As those who follow this blog closely know, I have been reading Joseph Pieper, the 20th-century German moral philosopher. Here is a taste of his 1964 essay, “On the Christian Image of Man”:
The concept of “courage” does not equate with the notion of aggressive fearlessness at any price. There exists indeed a kind of fearlessness that is the direct opposite of courage.
Pieper goes on:
Fortitude, Augustine says in The City of God, is a testimony to the existence of evil–by which he means that fortitude is necessary because, in the world, evil is powerful, is even at times a superior force. In view of this, to be brave can be taken to mean that something must be risked whenever the obviously weak offers resistance to evil. And nobody who wishes to be a good human being, and who is unwilling to commit an injustice, can avoid this risk.
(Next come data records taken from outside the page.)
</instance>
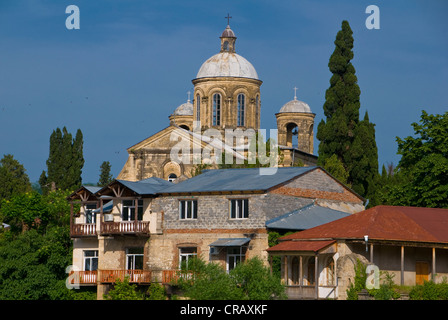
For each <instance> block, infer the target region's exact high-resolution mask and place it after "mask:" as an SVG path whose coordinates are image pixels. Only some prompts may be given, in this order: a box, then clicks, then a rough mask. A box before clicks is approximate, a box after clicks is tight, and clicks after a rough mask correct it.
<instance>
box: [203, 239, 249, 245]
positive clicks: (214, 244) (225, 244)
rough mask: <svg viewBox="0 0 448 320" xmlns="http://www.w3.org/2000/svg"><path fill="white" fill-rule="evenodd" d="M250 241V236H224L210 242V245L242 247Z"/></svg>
mask: <svg viewBox="0 0 448 320" xmlns="http://www.w3.org/2000/svg"><path fill="white" fill-rule="evenodd" d="M249 241H250V238H222V239H218V240H216V241H215V242H212V243H210V244H209V246H210V247H240V246H242V245H245V244H246V243H248V242H249Z"/></svg>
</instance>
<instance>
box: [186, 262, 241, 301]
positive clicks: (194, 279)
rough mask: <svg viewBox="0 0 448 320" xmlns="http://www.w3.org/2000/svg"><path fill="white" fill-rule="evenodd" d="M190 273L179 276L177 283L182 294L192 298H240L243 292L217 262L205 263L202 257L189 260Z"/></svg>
mask: <svg viewBox="0 0 448 320" xmlns="http://www.w3.org/2000/svg"><path fill="white" fill-rule="evenodd" d="M188 267H189V269H190V270H191V271H192V275H191V276H189V275H190V274H188V273H187V274H186V276H183V277H180V279H179V281H178V284H179V285H180V287H181V288H182V289H183V290H184V295H185V296H187V297H189V298H191V299H193V300H227V299H229V300H242V299H244V295H243V292H242V291H241V290H240V289H239V288H237V287H236V285H235V283H234V282H233V281H232V279H231V278H230V277H229V275H228V274H227V273H226V271H225V270H224V269H223V268H222V266H221V265H219V264H217V263H205V262H204V261H203V260H202V259H199V258H197V259H192V261H189V265H188Z"/></svg>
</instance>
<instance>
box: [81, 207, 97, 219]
mask: <svg viewBox="0 0 448 320" xmlns="http://www.w3.org/2000/svg"><path fill="white" fill-rule="evenodd" d="M95 209H96V204H86V205H85V207H84V212H85V215H86V223H96V214H95V213H94V212H93V210H95Z"/></svg>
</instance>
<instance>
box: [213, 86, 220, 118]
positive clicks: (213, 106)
mask: <svg viewBox="0 0 448 320" xmlns="http://www.w3.org/2000/svg"><path fill="white" fill-rule="evenodd" d="M212 115H213V119H212V122H213V123H212V125H214V126H219V125H221V95H220V94H219V93H215V94H214V95H213V114H212Z"/></svg>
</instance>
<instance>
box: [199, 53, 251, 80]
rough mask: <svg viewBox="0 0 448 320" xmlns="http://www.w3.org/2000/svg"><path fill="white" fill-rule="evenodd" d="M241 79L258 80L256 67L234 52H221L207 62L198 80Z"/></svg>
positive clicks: (200, 71)
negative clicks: (213, 78)
mask: <svg viewBox="0 0 448 320" xmlns="http://www.w3.org/2000/svg"><path fill="white" fill-rule="evenodd" d="M207 77H240V78H251V79H257V80H258V74H257V71H256V70H255V68H254V66H253V65H252V64H251V63H250V62H249V61H247V60H246V59H245V58H243V57H242V56H240V55H239V54H236V53H234V52H220V53H218V54H215V55H214V56H212V57H211V58H209V59H208V60H207V61H205V62H204V63H203V64H202V66H201V68H200V69H199V72H198V74H197V76H196V78H207Z"/></svg>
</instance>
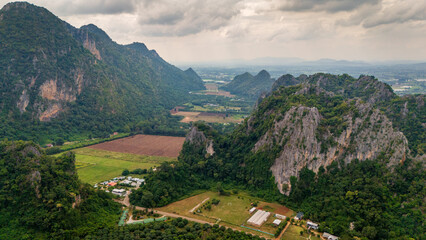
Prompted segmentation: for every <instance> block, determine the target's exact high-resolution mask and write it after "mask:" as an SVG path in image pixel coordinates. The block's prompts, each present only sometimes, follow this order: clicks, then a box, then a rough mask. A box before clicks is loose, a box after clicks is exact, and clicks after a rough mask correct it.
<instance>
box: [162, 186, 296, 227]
mask: <svg viewBox="0 0 426 240" xmlns="http://www.w3.org/2000/svg"><path fill="white" fill-rule="evenodd" d="M207 198H209V200H212V199H213V198H216V199H218V200H220V203H219V204H218V205H217V206H215V205H212V208H211V210H206V209H201V211H202V212H201V213H199V214H193V213H191V212H190V211H191V210H192V209H193V208H194V207H196V206H197V205H198V204H200V203H201V202H202V201H203V200H205V199H207ZM255 201H259V200H258V199H256V198H254V197H251V196H249V195H248V194H246V193H238V194H232V195H230V196H220V195H219V194H218V193H216V192H205V193H202V194H199V195H196V196H193V197H189V198H187V199H184V200H181V201H178V202H175V203H172V204H170V205H168V206H165V207H162V208H159V210H161V211H165V212H172V213H176V214H179V215H184V216H188V217H193V218H199V219H201V220H207V221H210V222H213V223H215V222H220V224H224V225H229V226H231V227H237V228H238V226H240V225H242V224H245V225H247V224H246V221H247V220H248V219H249V218H250V216H251V215H250V214H249V212H248V211H249V209H250V208H252V206H251V203H253V202H255ZM200 207H201V206H200ZM200 207H198V208H200ZM198 208H197V209H198ZM258 208H260V209H264V210H266V211H270V212H273V213H279V214H283V215H286V216H288V217H290V216H292V215H293V211H292V210H290V209H288V208H286V207H285V206H282V205H280V204H278V203H268V202H263V201H259V203H258ZM274 219H275V218H273V217H270V218H269V220H268V221H267V222H266V223H265V224H264V225H263V226H262V227H260V228H257V229H259V230H262V231H265V232H269V233H275V230H276V227H275V226H273V225H272V224H271V223H272V221H273V220H274ZM250 227H252V226H250ZM253 228H256V227H253ZM241 230H244V231H247V229H241Z"/></svg>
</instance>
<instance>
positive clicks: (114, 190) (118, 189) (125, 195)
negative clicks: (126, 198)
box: [111, 188, 126, 196]
mask: <svg viewBox="0 0 426 240" xmlns="http://www.w3.org/2000/svg"><path fill="white" fill-rule="evenodd" d="M111 193H112V194H115V195H118V196H126V189H117V188H114V189H113V190H112V192H111Z"/></svg>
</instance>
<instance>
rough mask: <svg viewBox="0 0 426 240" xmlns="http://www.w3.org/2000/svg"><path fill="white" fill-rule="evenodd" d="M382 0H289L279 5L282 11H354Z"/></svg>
mask: <svg viewBox="0 0 426 240" xmlns="http://www.w3.org/2000/svg"><path fill="white" fill-rule="evenodd" d="M380 2H381V0H287V1H285V2H284V3H281V4H280V5H279V9H280V10H282V11H292V12H306V11H325V12H330V13H335V12H342V11H353V10H355V9H357V8H359V7H361V6H363V5H376V4H378V3H380Z"/></svg>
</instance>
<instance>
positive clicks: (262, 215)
mask: <svg viewBox="0 0 426 240" xmlns="http://www.w3.org/2000/svg"><path fill="white" fill-rule="evenodd" d="M256 210H257V208H255V207H253V208H251V209H250V210H249V213H250V214H253V213H254V212H256V213H254V214H253V216H251V217H250V218H249V220H247V223H248V224H251V225H254V226H256V227H260V226H262V224H264V223H265V222H266V221H267V220H268V218H269V216H271V213H270V212H267V211H263V210H260V209H259V210H257V211H256ZM274 217H275V218H276V219H275V220H274V221H273V224H274V225H275V226H279V225H280V224H281V220H284V219H285V218H286V216H284V215H280V214H275V215H274Z"/></svg>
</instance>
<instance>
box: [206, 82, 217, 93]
mask: <svg viewBox="0 0 426 240" xmlns="http://www.w3.org/2000/svg"><path fill="white" fill-rule="evenodd" d="M204 86H205V87H206V89H207V91H209V92H217V91H218V88H217V84H216V83H205V84H204Z"/></svg>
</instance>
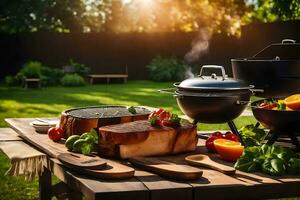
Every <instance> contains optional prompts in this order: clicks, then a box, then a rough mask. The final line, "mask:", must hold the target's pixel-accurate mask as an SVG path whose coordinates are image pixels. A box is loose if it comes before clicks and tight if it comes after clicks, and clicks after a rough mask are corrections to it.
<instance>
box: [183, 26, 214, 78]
mask: <svg viewBox="0 0 300 200" xmlns="http://www.w3.org/2000/svg"><path fill="white" fill-rule="evenodd" d="M211 36H212V34H211V32H210V31H209V30H207V29H202V30H200V31H199V33H198V35H197V37H196V38H195V39H194V40H193V42H192V49H191V50H190V51H189V52H188V53H186V54H185V56H184V60H185V62H186V63H187V64H189V65H191V64H192V63H194V62H196V61H197V60H199V58H200V57H201V56H203V55H205V54H206V53H207V51H208V49H209V41H210V39H211ZM185 75H186V77H187V78H193V77H195V75H194V74H193V73H192V68H191V67H190V66H189V67H188V68H187V70H186V72H185Z"/></svg>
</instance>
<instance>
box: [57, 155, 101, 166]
mask: <svg viewBox="0 0 300 200" xmlns="http://www.w3.org/2000/svg"><path fill="white" fill-rule="evenodd" d="M57 158H58V159H59V160H60V161H61V162H62V163H63V164H65V165H67V166H68V167H71V168H86V169H103V168H105V167H106V161H105V160H103V159H101V158H99V157H96V156H94V157H91V156H85V155H82V154H74V153H62V154H59V155H58V156H57Z"/></svg>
When Trump condemns the evil of the rioters, he is doing a good thing. But there is no risk involved. Everyone condemns looting and destruction. What he said and did yesterday in the Rose Garden and at St. John’s Church was not a courageous act. But condemning systemic racism and working to promote policies that might remedy this social problem would, for Trump, be a courageous act because it would alienate him from much of his political base. Trump, according to Pieper’s definition of courage, is not a “good human being.”
And this:
…we are more apt to perceive and honor the hero in the figure of conqueror than in one who merely suffers. And since fortitude means precisely to endure “wounds” incurred on behalf of justice (from loss or reputation or well-being to imprisonment or bodily harm), we are really looking, when we contemplate someone who has manifested this virtue, at the antithesis of the “conqueror.” Such a person does not vanquish, he sacrifices.”
Or this:
Thus fortitude is, according to its very nature, not the virtue of the stronger but instead that of the seemingly vanquished. Accordingly, it can almost be said that we are dealing with a falsehood in the prevailing notion of the “hero,” which veils and perverts the essential qualities of genuine fortitude. It should be remembered that in the eyes of the ancients the decisive criterion for fortitude consisted primarily in steadfastness and not in attacking.
Trump is the anti-hero. He is coward.